The reason they are so very heavy is the amount of water they hold. You can understand why when you look at a close up and see the little pockets that hold water.
A slightly smaller Maureli, which I intend to store in a totally different way. It is still relatively small so I am not sure it would get through the winter dry stored.
On the Hardy Tropical site on Facebook someone over wintered a Maurelli in a pot of soil. The art is to keep it slightly damp and not wet! So here we go, first time for everything. It will be interesting to see how this goes. I will keep you posted.
Finally my Hiniba. This really struggled to get going this year and to be honest I thought it would be touch and go as to whether it would grow. As you can see, it did and it did it well.

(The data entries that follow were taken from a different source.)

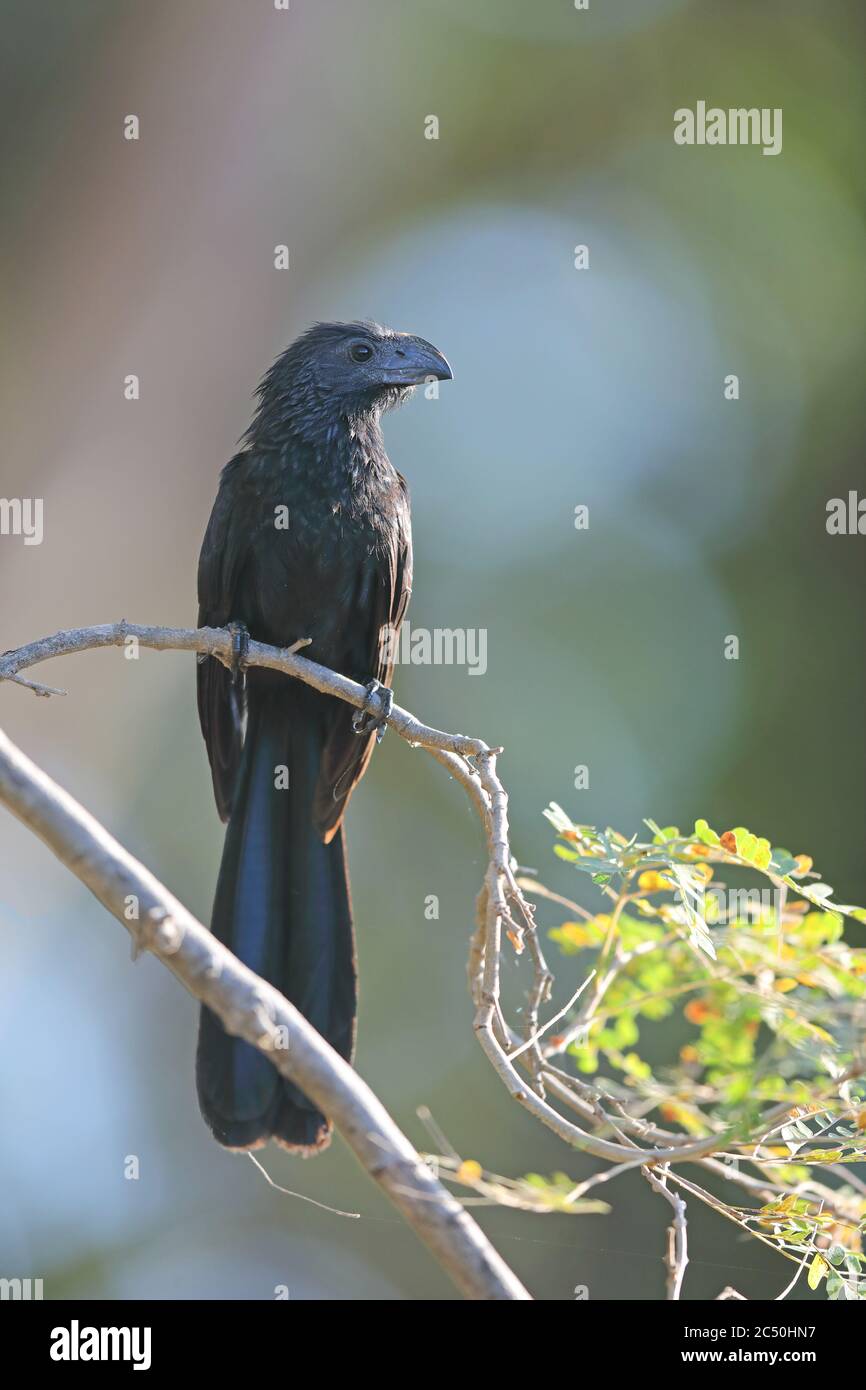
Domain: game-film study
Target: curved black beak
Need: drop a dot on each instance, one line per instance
(413, 362)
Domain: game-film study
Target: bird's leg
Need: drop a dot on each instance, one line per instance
(241, 641)
(376, 710)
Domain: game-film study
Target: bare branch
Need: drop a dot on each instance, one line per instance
(501, 906)
(677, 1233)
(253, 1011)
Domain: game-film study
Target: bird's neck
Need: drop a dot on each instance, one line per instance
(341, 444)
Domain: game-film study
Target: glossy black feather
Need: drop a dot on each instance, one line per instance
(309, 538)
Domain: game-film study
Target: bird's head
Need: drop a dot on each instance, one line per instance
(345, 371)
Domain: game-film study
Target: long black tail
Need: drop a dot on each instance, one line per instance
(282, 906)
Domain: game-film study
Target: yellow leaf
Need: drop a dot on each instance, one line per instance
(816, 1271)
(652, 881)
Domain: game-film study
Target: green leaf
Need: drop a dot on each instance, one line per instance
(705, 834)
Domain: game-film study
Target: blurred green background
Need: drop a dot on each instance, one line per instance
(599, 387)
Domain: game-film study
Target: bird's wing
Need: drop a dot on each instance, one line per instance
(382, 601)
(220, 695)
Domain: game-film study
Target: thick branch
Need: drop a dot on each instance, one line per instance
(502, 908)
(252, 1009)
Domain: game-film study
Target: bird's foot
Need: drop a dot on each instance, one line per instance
(241, 645)
(373, 716)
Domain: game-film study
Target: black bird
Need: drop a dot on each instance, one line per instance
(309, 538)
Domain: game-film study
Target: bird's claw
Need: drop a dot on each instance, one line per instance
(373, 716)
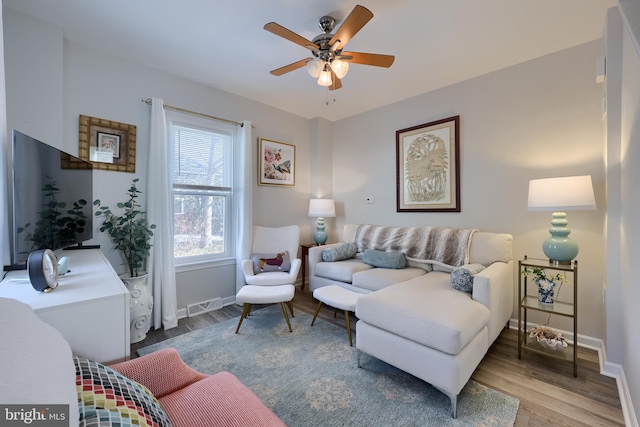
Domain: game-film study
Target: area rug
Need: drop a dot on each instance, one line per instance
(310, 377)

After following Yorkshire Kris's You tube video on how he propagated his Hiniba, I thought 'well why not give it a go'. So this is where you will follow my journey.

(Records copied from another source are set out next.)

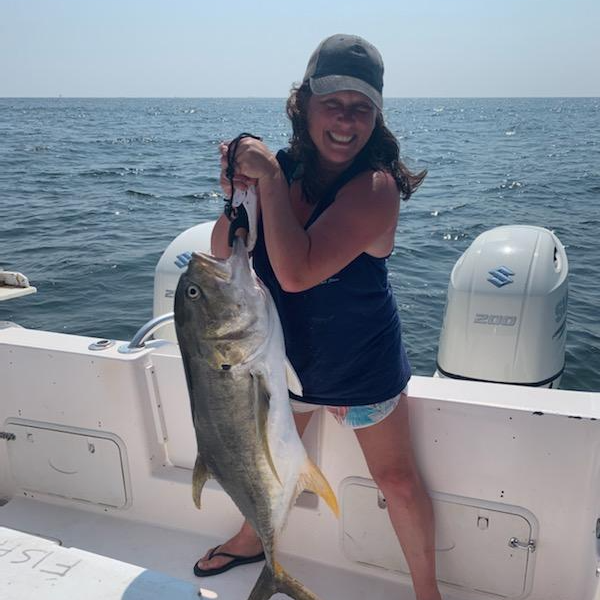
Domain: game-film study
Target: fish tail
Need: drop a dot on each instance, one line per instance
(277, 580)
(313, 480)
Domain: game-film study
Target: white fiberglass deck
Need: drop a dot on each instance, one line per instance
(106, 558)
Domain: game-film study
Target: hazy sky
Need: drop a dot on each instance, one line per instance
(196, 48)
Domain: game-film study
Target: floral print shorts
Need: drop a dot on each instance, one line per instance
(355, 417)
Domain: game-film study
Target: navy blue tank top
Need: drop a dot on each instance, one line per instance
(342, 336)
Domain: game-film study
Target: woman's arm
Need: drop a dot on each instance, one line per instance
(362, 219)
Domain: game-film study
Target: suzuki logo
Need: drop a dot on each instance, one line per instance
(501, 276)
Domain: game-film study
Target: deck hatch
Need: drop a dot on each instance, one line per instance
(75, 464)
(473, 539)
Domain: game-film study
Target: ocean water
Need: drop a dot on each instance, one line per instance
(93, 190)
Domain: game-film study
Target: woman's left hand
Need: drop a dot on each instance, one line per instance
(254, 160)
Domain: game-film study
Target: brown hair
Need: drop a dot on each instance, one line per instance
(381, 152)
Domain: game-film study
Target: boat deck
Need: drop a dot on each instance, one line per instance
(69, 550)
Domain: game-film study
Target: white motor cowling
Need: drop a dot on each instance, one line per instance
(171, 265)
(506, 311)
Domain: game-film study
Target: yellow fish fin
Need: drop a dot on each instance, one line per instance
(314, 481)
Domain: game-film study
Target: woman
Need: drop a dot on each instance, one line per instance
(329, 210)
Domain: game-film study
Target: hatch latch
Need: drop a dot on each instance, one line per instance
(530, 545)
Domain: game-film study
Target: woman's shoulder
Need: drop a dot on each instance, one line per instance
(376, 185)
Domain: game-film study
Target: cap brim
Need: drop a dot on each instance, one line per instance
(343, 83)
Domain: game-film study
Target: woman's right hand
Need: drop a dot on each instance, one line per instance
(240, 182)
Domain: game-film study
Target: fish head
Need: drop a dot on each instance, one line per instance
(221, 313)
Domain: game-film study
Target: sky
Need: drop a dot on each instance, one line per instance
(232, 48)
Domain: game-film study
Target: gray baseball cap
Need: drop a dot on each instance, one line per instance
(346, 63)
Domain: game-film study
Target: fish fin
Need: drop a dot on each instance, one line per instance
(313, 480)
(276, 580)
(263, 400)
(199, 479)
(294, 384)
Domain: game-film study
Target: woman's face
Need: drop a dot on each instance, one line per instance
(340, 124)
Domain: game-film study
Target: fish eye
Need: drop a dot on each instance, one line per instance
(192, 292)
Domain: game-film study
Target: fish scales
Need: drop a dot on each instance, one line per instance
(234, 359)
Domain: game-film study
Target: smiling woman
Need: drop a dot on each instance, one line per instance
(329, 209)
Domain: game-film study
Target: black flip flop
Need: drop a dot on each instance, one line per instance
(236, 562)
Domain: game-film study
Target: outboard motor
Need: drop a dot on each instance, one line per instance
(506, 311)
(171, 265)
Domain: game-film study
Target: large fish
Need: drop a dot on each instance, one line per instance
(233, 353)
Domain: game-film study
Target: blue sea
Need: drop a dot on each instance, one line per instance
(93, 190)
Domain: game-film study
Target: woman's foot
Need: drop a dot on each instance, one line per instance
(244, 545)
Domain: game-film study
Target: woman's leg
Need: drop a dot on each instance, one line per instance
(388, 452)
(246, 542)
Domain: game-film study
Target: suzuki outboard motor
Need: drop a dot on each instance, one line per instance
(506, 312)
(172, 264)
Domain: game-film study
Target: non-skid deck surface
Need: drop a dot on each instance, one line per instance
(50, 552)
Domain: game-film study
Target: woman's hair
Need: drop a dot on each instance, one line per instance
(381, 152)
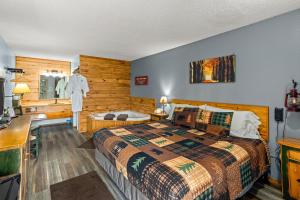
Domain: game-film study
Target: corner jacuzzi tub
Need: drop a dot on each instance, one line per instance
(96, 120)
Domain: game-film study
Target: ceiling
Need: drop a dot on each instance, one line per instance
(123, 29)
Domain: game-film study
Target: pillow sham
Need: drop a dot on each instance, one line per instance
(173, 106)
(222, 119)
(185, 116)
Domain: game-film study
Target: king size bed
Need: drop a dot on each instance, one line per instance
(168, 160)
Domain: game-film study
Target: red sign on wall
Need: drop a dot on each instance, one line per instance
(141, 80)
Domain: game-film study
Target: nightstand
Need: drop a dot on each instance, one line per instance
(155, 117)
(290, 167)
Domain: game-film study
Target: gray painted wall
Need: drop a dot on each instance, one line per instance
(7, 59)
(268, 57)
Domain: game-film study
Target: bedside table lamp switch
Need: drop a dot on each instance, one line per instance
(163, 101)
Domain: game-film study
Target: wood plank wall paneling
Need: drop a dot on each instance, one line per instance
(33, 67)
(109, 83)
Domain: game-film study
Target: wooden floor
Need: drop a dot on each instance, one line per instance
(60, 159)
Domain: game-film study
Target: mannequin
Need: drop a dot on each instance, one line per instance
(76, 89)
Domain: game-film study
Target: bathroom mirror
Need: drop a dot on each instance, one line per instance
(53, 86)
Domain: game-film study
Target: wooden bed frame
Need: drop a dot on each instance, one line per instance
(261, 111)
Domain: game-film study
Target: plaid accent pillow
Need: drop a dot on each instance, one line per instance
(217, 130)
(185, 116)
(222, 119)
(216, 123)
(203, 118)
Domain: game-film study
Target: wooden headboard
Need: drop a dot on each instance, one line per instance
(261, 111)
(142, 104)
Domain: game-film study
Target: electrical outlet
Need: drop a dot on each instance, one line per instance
(279, 114)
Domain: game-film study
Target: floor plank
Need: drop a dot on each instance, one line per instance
(60, 160)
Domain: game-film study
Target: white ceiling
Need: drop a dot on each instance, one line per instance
(123, 29)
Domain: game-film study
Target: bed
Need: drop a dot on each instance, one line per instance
(96, 120)
(160, 160)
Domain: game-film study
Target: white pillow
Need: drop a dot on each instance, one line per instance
(248, 132)
(172, 108)
(244, 123)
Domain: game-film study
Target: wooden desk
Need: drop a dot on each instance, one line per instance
(16, 134)
(15, 147)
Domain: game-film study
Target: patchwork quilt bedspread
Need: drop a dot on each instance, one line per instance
(165, 161)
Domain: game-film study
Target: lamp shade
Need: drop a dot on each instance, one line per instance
(163, 100)
(21, 88)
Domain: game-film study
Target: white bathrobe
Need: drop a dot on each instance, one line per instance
(60, 88)
(76, 89)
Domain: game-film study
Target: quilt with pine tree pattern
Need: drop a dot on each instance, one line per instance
(165, 161)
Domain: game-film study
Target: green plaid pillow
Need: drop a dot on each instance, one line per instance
(222, 119)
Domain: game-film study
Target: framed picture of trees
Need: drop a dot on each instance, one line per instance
(213, 70)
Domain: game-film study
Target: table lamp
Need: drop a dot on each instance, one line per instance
(21, 87)
(163, 101)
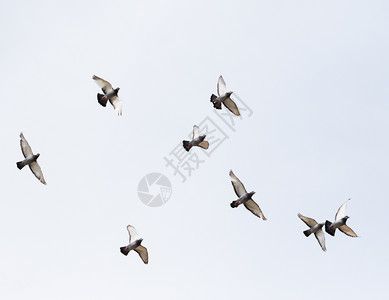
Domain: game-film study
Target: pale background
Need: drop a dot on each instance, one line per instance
(315, 74)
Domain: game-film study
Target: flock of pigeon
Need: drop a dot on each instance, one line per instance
(110, 94)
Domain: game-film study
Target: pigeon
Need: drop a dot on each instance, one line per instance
(224, 97)
(109, 94)
(197, 140)
(340, 222)
(135, 244)
(315, 228)
(244, 197)
(30, 159)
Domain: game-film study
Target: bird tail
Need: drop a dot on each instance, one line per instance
(330, 230)
(216, 105)
(234, 204)
(20, 164)
(204, 145)
(124, 250)
(102, 99)
(186, 145)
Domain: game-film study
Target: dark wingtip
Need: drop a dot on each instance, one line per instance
(124, 250)
(20, 165)
(100, 100)
(329, 230)
(186, 146)
(233, 204)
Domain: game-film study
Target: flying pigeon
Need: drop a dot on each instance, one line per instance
(135, 244)
(244, 197)
(109, 94)
(340, 222)
(30, 159)
(197, 140)
(224, 97)
(315, 228)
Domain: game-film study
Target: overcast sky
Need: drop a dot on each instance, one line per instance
(313, 73)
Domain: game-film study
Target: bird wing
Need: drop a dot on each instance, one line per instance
(341, 211)
(204, 145)
(106, 87)
(36, 170)
(117, 104)
(347, 230)
(319, 235)
(133, 234)
(252, 206)
(310, 222)
(221, 86)
(144, 255)
(196, 132)
(238, 185)
(230, 104)
(26, 149)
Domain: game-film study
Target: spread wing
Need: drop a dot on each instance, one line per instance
(319, 235)
(310, 222)
(144, 255)
(231, 106)
(196, 132)
(252, 206)
(36, 170)
(341, 211)
(133, 234)
(204, 145)
(238, 185)
(117, 104)
(221, 86)
(347, 230)
(105, 86)
(26, 149)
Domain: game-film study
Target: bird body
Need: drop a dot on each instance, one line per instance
(135, 244)
(244, 197)
(30, 159)
(224, 97)
(110, 94)
(197, 140)
(340, 222)
(315, 228)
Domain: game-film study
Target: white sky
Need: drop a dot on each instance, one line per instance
(315, 74)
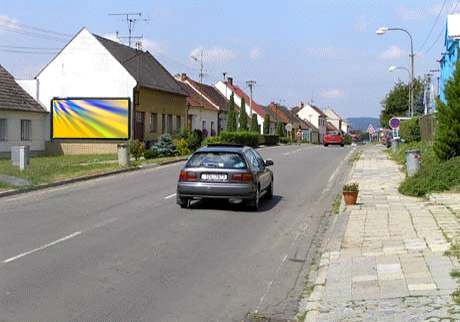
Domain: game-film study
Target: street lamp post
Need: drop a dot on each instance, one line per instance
(392, 69)
(382, 31)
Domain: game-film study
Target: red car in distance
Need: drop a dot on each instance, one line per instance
(333, 138)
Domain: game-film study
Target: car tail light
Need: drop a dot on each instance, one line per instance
(242, 177)
(187, 176)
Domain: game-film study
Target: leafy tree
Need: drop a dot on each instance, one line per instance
(267, 124)
(254, 123)
(396, 102)
(232, 115)
(447, 139)
(280, 129)
(243, 117)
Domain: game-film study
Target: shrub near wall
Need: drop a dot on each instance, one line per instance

First you have to dig it out! Not easy but just about doable.
I then had to cut this in half. I could not do this with a knife, the central bit is really tough so I had to use a saw.

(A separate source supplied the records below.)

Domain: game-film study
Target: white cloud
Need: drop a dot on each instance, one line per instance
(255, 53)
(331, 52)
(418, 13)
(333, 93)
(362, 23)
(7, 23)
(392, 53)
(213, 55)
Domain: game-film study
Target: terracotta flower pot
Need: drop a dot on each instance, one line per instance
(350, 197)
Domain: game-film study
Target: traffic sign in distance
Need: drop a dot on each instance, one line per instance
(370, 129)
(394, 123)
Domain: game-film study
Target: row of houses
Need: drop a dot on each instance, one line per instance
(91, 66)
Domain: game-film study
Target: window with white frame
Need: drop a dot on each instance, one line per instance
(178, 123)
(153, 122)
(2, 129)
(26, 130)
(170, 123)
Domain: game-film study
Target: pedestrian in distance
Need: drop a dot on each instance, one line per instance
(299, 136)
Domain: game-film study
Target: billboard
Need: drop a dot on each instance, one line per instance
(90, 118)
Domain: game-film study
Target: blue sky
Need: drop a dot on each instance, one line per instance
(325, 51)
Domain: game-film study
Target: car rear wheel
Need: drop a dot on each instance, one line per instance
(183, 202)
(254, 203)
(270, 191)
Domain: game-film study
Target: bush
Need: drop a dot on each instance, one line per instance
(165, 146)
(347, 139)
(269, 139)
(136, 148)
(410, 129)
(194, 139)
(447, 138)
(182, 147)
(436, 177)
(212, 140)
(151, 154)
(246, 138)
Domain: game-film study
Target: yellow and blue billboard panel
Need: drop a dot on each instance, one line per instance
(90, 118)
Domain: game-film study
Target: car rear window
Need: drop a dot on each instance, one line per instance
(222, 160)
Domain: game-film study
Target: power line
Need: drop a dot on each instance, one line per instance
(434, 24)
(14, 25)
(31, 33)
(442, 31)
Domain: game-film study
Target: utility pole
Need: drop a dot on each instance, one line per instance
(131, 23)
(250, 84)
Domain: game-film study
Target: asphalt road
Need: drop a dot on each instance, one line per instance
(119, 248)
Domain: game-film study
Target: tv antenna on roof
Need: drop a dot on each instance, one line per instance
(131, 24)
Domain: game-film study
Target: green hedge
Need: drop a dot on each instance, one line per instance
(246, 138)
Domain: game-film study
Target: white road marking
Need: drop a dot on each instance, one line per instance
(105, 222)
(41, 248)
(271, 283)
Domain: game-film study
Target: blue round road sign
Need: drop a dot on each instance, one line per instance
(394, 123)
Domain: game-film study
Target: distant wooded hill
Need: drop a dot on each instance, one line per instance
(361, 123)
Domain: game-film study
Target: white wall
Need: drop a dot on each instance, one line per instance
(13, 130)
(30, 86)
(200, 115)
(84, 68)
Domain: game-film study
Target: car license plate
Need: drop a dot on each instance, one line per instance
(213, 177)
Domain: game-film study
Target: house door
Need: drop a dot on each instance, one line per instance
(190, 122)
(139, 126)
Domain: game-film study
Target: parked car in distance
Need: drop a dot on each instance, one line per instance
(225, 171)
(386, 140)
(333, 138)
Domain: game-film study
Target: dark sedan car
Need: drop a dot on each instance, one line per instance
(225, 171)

I then had to cut them again, so now have 4 pieces all with a bit of the central corm and all with some roots.
I then dusted all four with yellow sulphur. Then popped them each into a pot of compost.
The compost was then dusted with ground cinnamon, I found this works well against any fungal diseases.
They are now in the back bedroom which is not the warmest in the house, and no the radiator is not on, but it is relatively bright. We shall see. Time will tell.